To do a jumping jack, stand in a way that your feet are together and your hands should be at your sides. Now raise your arms in the upward direction I mean they should be above your head, now jump upward in a way that you can spread your feet out wide. Without taking any pause, reverse these movements and repeat this exercise. 

Leg squats 

Leg squats are HIIT workout which helps to shape up your quads, hamstring, and glute muscles. They will also help you to maintain your balance and will help you in mobility along with that it will increase your strength too. It has also been observed that the deeper will be your squats, the more your glute muscles will work. 

High knee workout.

The high knee is a fast-paced workout that is considered a HIIT workout. It gets your heart rate up, also improves your body coordination, momentum, and flexibility as well by engaging your core muscles, and by strengthening all the muscles of your’s in your legs. 

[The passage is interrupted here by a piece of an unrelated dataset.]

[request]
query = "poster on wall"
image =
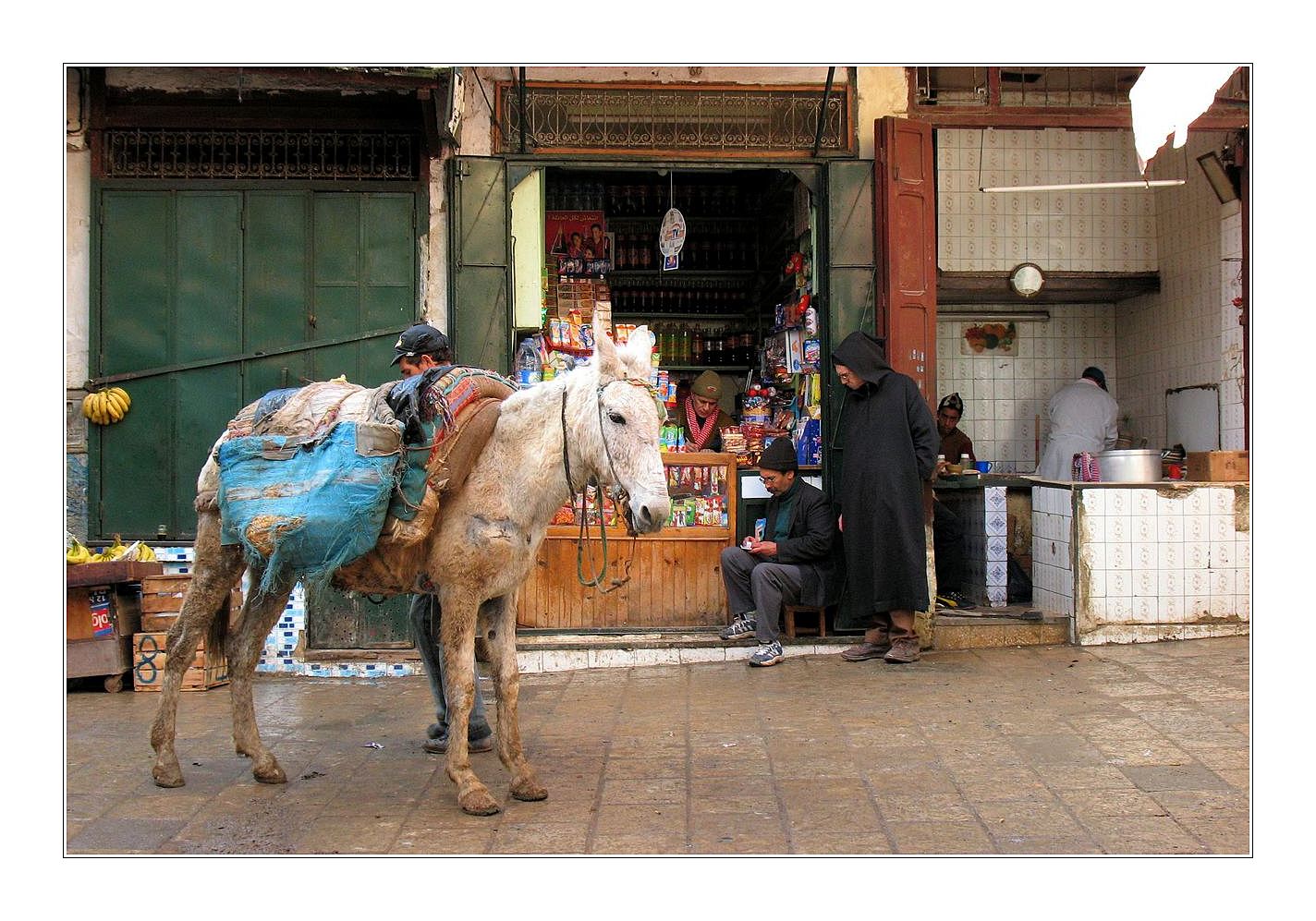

How to perform your high knee workout? 

  1. Stand with your feet wide apart from each other. Now try to lift your left knee towards your chest.
  2. Now switch your leg and lift your right knee towards your chest. Continue this movement, by altering your legs and moving at the running or sprinting pace. 
  3. Do at least four sets of 50 high knees for each leg to burn more calories. For your ease, you can also use a stopwatch. Do remember that the higher you bring your knees the more will be the impact. 

A routine that gives you more benefits of HIIT 

You need to develop a routine that will give you more benefits associated with HIIT workouts. 

Always try to do some warm-ups before starting the HIIT workout, because warm-ups will protect you against several injuries, and soreness. Also make sure to include some resistance training exercises which have compound movements such as push-ups, pull-ups, squats, and kettlebell swings. Also, the movements that include the muscles of the legs and core for example squats, and burpees are of great choice because your legs consist of a larger muscles group. 

Other than that, before taking a start make sure that your starting position is correct especially when you are doing a bodyweight workout. Also if you are doing an intense workout to perform your movements properly then it’s time for you to take a break. 

Along with that when you are repeating your circuit, don’t forget to select how many circuits you will be doing too. This will help you to get engaged with your workout, rather than finishing your one circle at a time and afterward stopping once you get exhausted.